Remarques préalabIes

1) La question posée est celle de la mission, de l’évangélisation.
Nous savons que l’Esprit-Saint travaille au coeur du monde. Nous sommes invités à signifier la foi en pleine vie. C’est en cela que se fonde l’avenir de la foi. Mais connaissons-nous bien l’énoncé des nouvelles questions ?

Il ne s’agit plus seulement d’une question de générations, avec les conflits bien connus. Il s’agit de transmettre la foi à des gens d’une autre culture, d’un autre monde où nous risquons d’être des étrangers si nous ne consentons pas, de quelque manière, à nous faire nomade avec eux.

C’est de la jeunesse d’aujourd’hui qu’il s’agit. Ne croyons pas trop vite la connaître à partir de nos expériences passées.

2) Cette jeunesse est plurielle.

Il y a la grosse masse, entraînée dans le flux des évolutions rapides, avec les traits de mentalité caractéristiques de notre époque.

Il y a aussi les marginaux, petites minorités, particulièrement marquées par le phénomène des nouvelles cultures.

Et puis des gars et des filles, marqués, eux aussi, par l’air du temps, mais qui s’engagent avec lucidité dans les combats actuels.

Enfin, tout simplement, tous ces gens, les "gens de chez nous", pour qui la vie, la mort, l’amour sont autant d’expériences qui font le tissu de leur existence.

Les jeunes dont nous parlons sont plongés dans ces réalités, influencés par ces courants et, quelquefois, ça évolue très vite. Soyons donc modestes ...

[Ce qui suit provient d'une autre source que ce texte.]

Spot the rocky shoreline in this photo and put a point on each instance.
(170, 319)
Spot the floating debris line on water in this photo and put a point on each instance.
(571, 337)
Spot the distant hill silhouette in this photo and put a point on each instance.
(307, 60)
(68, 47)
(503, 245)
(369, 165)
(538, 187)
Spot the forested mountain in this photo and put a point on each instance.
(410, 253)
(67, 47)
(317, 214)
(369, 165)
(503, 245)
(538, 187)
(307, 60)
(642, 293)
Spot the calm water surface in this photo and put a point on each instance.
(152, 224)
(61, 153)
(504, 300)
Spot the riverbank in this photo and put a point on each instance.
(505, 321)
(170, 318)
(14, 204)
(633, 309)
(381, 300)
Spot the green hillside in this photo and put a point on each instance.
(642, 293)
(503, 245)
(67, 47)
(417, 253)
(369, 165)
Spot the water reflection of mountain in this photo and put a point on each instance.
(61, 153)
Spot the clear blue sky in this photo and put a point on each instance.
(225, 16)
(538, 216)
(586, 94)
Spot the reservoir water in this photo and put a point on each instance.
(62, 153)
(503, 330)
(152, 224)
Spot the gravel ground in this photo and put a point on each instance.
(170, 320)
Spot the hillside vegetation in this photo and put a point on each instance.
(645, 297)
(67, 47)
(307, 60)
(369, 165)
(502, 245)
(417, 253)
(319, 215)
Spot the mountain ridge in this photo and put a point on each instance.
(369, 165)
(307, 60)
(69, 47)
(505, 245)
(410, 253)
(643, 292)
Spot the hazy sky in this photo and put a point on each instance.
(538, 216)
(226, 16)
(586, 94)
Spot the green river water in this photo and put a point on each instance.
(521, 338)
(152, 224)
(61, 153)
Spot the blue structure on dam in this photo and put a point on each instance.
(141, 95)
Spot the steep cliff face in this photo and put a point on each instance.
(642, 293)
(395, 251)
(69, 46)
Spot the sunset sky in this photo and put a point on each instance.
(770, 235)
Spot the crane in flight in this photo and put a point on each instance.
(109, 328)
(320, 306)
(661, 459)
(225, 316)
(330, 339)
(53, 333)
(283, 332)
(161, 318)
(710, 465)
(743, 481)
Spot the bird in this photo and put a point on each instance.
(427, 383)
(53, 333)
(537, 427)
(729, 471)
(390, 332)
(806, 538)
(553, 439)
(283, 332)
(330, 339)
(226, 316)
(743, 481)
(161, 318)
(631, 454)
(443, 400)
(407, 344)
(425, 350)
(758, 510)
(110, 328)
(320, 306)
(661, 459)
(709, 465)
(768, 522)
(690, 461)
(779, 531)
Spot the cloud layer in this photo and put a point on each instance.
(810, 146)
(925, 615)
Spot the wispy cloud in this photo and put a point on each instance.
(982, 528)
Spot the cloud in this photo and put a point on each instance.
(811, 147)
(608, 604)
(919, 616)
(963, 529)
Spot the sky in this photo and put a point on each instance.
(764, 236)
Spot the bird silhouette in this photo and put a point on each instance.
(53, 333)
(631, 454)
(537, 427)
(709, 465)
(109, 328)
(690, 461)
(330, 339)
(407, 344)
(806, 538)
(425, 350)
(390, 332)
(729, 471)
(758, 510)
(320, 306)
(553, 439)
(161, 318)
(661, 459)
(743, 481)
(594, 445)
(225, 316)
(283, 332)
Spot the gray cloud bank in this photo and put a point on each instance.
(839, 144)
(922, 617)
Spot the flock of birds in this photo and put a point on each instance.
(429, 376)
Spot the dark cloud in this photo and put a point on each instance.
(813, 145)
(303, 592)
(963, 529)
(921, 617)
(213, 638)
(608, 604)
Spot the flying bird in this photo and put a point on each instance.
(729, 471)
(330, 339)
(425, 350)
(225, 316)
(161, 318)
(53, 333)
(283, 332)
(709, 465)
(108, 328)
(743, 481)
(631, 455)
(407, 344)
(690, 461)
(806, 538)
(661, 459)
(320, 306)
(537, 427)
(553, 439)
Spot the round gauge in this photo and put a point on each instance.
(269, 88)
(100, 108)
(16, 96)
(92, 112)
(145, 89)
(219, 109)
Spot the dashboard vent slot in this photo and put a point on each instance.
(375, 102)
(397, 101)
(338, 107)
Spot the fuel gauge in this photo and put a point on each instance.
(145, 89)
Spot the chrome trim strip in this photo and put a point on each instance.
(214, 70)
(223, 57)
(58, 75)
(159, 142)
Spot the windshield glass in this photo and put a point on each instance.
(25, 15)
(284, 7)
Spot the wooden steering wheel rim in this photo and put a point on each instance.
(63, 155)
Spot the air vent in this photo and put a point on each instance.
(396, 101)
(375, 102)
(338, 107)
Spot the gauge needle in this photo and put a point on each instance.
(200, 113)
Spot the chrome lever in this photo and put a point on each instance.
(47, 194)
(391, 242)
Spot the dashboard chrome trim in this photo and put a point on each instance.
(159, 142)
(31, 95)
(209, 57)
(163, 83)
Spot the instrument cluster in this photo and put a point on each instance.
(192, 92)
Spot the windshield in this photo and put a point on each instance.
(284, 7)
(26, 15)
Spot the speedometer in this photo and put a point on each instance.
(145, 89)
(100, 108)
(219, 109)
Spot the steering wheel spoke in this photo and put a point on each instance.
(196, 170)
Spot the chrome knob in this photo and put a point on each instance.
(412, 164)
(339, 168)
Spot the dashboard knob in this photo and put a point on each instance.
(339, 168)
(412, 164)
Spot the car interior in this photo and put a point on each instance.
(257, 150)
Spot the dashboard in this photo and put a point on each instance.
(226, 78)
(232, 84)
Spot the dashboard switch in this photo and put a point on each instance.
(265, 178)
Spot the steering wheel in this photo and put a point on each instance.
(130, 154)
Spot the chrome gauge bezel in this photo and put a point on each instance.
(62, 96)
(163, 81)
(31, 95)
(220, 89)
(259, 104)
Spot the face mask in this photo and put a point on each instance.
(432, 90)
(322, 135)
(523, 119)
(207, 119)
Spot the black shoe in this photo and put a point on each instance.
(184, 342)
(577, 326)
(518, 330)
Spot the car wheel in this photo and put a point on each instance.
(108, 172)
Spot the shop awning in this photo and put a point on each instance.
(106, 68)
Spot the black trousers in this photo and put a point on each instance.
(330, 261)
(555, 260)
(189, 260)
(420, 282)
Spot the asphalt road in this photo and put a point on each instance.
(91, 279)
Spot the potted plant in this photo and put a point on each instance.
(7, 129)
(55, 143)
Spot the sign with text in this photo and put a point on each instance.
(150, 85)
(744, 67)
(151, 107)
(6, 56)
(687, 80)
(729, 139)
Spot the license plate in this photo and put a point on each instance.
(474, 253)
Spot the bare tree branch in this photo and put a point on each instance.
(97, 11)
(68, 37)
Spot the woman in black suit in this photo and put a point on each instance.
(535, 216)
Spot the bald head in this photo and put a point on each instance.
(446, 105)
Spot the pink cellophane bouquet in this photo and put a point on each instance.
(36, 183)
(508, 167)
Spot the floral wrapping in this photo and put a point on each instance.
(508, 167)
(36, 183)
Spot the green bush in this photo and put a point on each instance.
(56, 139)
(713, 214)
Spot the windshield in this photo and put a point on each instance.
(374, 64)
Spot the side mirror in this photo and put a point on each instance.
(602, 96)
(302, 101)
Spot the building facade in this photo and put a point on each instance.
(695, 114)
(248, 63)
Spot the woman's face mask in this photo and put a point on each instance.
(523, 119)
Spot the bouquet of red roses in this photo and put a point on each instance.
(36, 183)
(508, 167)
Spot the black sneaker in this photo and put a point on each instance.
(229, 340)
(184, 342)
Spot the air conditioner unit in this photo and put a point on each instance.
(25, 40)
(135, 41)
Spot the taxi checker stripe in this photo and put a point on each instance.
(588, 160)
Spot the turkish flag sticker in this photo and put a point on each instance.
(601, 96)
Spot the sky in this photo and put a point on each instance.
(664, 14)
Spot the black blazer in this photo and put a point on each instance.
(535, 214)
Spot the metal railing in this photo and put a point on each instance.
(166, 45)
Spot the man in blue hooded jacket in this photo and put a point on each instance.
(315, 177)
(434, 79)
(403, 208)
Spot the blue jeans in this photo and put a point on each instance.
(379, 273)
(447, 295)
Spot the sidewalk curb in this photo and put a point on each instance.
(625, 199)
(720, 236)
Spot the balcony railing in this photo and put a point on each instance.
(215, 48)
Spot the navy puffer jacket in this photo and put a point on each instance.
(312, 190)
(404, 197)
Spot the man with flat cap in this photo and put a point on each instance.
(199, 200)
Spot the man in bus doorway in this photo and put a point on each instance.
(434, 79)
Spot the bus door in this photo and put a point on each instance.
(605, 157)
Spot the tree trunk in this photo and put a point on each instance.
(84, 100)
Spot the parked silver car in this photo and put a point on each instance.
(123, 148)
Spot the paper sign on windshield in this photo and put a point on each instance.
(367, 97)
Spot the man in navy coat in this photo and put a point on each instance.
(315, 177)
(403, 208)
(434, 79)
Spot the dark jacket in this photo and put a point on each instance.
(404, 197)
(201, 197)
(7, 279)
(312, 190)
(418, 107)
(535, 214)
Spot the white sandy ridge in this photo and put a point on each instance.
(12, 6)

3) Peut-on parler chez ces jeunes d’une "montée d’humanité" ? oui, sans doute.
Elle s’exprime à la fois comme un cri, un refus, mais ce cri est une attente.

Si nous observons un phénomène massif de"contre-culture", nous reconnaissons en son épicentre une recherche massive de sens.

On croyait à un avenir meilleur, aux possibilités illimitées de la raison, de la croissance, de la technique... ; et voilà que c’est la survie même de l’espèce qui est en jeu. "La fête s’est métamorphosée en un grand frisson. Chez les jeunes, l’homme refuse d’être réduit à un être de besoin. Il est un être de désir et de dépassement de son désir. C’est cela qu’il crie, d’une manière ou d’une autre. On est en quête d’un nouveau type d’homme. On cherche un sens à l’existence personnelle, à l’histoire, à l’univers.

Deux questions

- L’ampleur d’un tel changement est-elle une chance pour le christianisme ?
Et tout d’abord, de quel christianisme parlons-nous ? De quelle foi s’agit-il ?
N’y a-t-il pas risque de récupération ?

D’où une première question : Dynamismes et foi.

- D’autre part, on remarque une certaine séduction pour le Christ et l’Evangile. Mais cela va quelquefois de pair avec une certaine distance prise par rapport à l’institution, par rapport à l’Eglise.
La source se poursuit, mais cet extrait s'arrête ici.